The Chūzan Seikan recorded a dramatic story about the downfall of the unnamed King of Sanhoku. Shō Hashi, King of Sannan, subjugated Bunei, King of Chūzan, and took over the position in 1421. By that time, a large portion of the former realm of the King of Sanhoku had surrendered to Shō Hashi. The King of Sanhoku was a fierce warrior and prepared for the final battle with the King of Chūzan. Being informed of Sanhoku's possible offensive by the Aji of Haneji, Shō Hashi dispatched the Aji of Urasoe, the Aji of Goeku, and the Aji of Yuntanza to destroy the King of Sanhoku in 1422. Following a fierce defense, the king's castle fell. The king and his closest vassals committed suicide.

Ethnologist Ōbayashi Taryō argued that the story of the downfall of the King of Sanhoku was part of Ryūkyū's tripartite ideology. According to his hypothesis, Sanhoku, Chūzan, and Sannan were mapped to military, sovereignty, and productivity, respectively. The King of Sanhoku was associated with extraordinary military prowess. The King of Sanhoku's sacred Japanese sword (blade) named Chiyoganemaru can be regarded as part of the regalia.

The Chūzan Seikan stated that King Shō Hashi appointed his son Shō Chū as Nakijin Ōji in 1422. He succeeded to the throne in 1440. Although the Chūzan Seikan identified the King of Sanhoku as Aji of Nakijin, it did not explicitly state that Nakijin Ōji had ruled the former realm of the King of Sanhoku.

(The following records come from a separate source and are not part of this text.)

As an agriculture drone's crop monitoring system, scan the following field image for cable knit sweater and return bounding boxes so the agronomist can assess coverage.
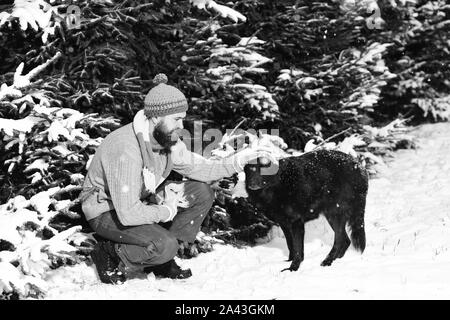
[80,123,242,226]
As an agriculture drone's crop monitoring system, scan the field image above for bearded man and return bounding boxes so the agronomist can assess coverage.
[80,74,270,283]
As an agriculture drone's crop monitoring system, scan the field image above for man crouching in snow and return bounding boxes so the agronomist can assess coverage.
[80,74,266,283]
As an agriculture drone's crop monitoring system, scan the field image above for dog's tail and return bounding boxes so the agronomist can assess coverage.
[349,205,366,253]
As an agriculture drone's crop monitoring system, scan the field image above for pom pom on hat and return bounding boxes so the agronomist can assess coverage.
[153,73,168,85]
[144,73,188,118]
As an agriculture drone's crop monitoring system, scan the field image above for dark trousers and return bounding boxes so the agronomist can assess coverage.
[89,181,214,271]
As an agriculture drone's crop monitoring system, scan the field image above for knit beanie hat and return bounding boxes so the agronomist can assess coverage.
[144,73,188,118]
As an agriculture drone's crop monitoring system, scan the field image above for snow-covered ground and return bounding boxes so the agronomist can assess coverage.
[43,123,450,299]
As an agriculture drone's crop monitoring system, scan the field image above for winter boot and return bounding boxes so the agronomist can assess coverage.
[91,240,126,284]
[144,259,192,279]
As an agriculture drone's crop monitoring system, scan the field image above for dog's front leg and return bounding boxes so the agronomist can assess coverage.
[281,220,305,271]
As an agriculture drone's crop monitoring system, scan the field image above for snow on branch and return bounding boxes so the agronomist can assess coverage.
[0,52,62,101]
[190,0,247,23]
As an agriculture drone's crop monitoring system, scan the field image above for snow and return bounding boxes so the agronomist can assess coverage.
[24,123,450,299]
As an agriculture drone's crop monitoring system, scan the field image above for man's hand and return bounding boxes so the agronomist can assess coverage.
[158,183,189,222]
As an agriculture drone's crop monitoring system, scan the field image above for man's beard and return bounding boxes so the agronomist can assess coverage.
[153,121,178,153]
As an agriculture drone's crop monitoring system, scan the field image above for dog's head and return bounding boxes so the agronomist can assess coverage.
[244,154,279,191]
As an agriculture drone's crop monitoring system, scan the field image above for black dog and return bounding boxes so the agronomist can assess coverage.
[244,150,368,271]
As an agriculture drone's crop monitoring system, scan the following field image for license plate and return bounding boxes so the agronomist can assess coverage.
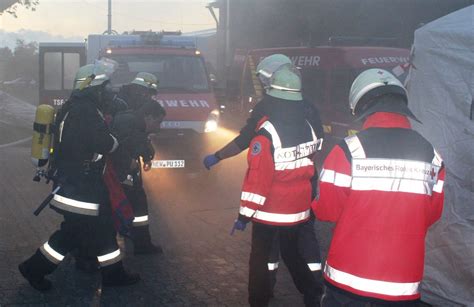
[151,160,184,168]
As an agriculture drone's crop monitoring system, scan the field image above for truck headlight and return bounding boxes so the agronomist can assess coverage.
[204,110,219,133]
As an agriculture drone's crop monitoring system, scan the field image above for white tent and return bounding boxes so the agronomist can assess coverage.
[407,6,474,306]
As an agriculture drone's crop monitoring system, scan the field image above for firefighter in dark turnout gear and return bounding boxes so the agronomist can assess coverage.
[234,65,321,306]
[204,54,324,302]
[312,69,445,307]
[112,72,166,255]
[19,64,140,291]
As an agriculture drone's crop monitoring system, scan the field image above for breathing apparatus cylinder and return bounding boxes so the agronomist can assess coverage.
[31,104,54,167]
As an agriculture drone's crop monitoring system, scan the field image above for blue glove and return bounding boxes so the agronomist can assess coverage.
[230,214,251,236]
[202,154,221,170]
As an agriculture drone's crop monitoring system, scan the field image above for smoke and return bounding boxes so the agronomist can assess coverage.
[0,29,84,50]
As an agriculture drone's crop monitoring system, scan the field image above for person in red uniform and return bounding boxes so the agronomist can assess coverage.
[203,54,324,296]
[234,64,321,306]
[312,69,445,306]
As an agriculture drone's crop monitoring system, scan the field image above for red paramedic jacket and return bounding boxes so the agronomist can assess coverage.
[312,112,445,301]
[239,117,319,226]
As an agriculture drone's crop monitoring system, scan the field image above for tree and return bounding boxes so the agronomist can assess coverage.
[0,0,40,18]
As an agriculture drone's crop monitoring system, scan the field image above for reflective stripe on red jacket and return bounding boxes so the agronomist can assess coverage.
[312,112,445,301]
[240,120,319,225]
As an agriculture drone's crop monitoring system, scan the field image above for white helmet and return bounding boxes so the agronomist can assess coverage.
[257,53,291,84]
[349,68,411,115]
[267,64,303,101]
[74,59,116,90]
[132,72,159,90]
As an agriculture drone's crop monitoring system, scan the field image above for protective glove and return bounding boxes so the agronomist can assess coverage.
[202,154,221,171]
[230,214,252,236]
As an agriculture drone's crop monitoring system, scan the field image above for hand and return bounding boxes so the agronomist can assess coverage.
[230,214,251,236]
[202,154,221,170]
[143,161,151,172]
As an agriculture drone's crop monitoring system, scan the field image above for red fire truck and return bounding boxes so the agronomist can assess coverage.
[39,32,219,167]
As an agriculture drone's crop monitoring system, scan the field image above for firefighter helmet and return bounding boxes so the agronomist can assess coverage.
[132,72,159,90]
[349,68,411,117]
[74,63,110,90]
[267,64,303,100]
[256,53,291,83]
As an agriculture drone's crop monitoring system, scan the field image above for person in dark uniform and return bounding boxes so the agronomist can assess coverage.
[19,63,140,291]
[203,54,324,296]
[112,73,166,255]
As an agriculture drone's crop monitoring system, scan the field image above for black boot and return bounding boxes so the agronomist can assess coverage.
[18,261,53,292]
[75,256,99,274]
[101,261,140,287]
[133,225,163,255]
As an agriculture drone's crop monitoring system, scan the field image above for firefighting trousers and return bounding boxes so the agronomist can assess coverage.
[25,213,122,276]
[122,184,151,246]
[248,222,322,306]
[268,215,323,289]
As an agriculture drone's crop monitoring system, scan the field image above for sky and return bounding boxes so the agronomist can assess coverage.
[0,0,218,47]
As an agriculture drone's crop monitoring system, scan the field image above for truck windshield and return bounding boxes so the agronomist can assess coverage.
[105,55,209,91]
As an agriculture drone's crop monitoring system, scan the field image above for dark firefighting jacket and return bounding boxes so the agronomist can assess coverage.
[313,112,445,301]
[112,110,155,187]
[240,99,318,225]
[51,88,118,216]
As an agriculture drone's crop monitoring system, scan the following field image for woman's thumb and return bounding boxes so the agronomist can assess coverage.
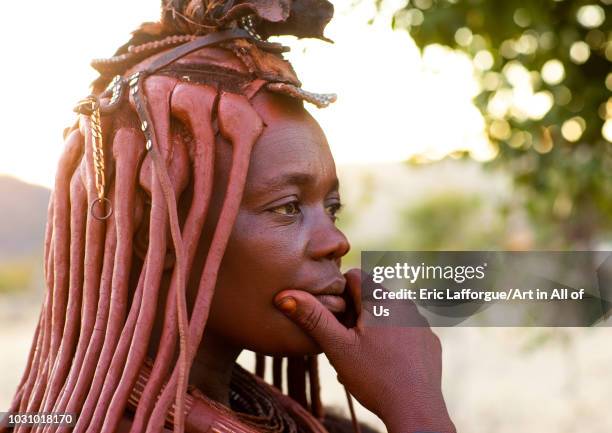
[274,290,349,352]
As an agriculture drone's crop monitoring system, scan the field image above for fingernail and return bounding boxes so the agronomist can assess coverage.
[276,296,297,314]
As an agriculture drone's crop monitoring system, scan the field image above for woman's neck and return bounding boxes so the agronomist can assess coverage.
[189,329,242,407]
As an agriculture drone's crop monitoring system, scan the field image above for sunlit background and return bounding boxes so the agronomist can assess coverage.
[0,0,612,433]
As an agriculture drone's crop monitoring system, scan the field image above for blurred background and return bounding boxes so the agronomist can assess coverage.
[0,0,612,433]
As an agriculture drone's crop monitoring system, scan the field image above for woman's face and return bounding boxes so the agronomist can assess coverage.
[205,92,349,355]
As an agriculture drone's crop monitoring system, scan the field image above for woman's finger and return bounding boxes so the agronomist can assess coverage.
[274,290,350,353]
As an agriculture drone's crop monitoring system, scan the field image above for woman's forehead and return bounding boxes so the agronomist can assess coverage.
[247,121,337,191]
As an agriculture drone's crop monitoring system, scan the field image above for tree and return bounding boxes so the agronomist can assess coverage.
[388,0,612,248]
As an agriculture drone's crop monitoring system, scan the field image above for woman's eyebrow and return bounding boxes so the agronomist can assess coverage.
[257,172,339,191]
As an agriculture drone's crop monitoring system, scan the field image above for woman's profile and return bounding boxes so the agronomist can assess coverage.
[0,0,455,433]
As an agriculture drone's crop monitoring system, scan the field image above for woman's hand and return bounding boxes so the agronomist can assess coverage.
[275,269,456,433]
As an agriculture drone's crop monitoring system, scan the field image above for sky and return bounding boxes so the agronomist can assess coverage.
[0,0,494,186]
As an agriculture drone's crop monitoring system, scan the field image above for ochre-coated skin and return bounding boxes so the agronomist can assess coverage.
[0,0,454,433]
[205,93,349,355]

Sai Taku's edition of the Chūzan Seifu (1701) generally followed the Chūzan Seikan, but Sai On's edition of the Chūzan Seifu (1725) drastically changed the statements. Having access to Chinese diplomatic records, he added the records of tributary missions sent under the name of the King of Sanhoku. The last king was now identified as Han'anchi. More importantly, he changed the date of the King of Sanhoku's downfall from 1422 to 1416. Sai On naïvely inferred that the King of Sanhoku was removed immediately after the last tributary mission of 1415. This modification created an unnatural gap between the downfall of the King of Sanhoku (1416) and the appointment of Shō Chū as Nakijin Ōji (1422).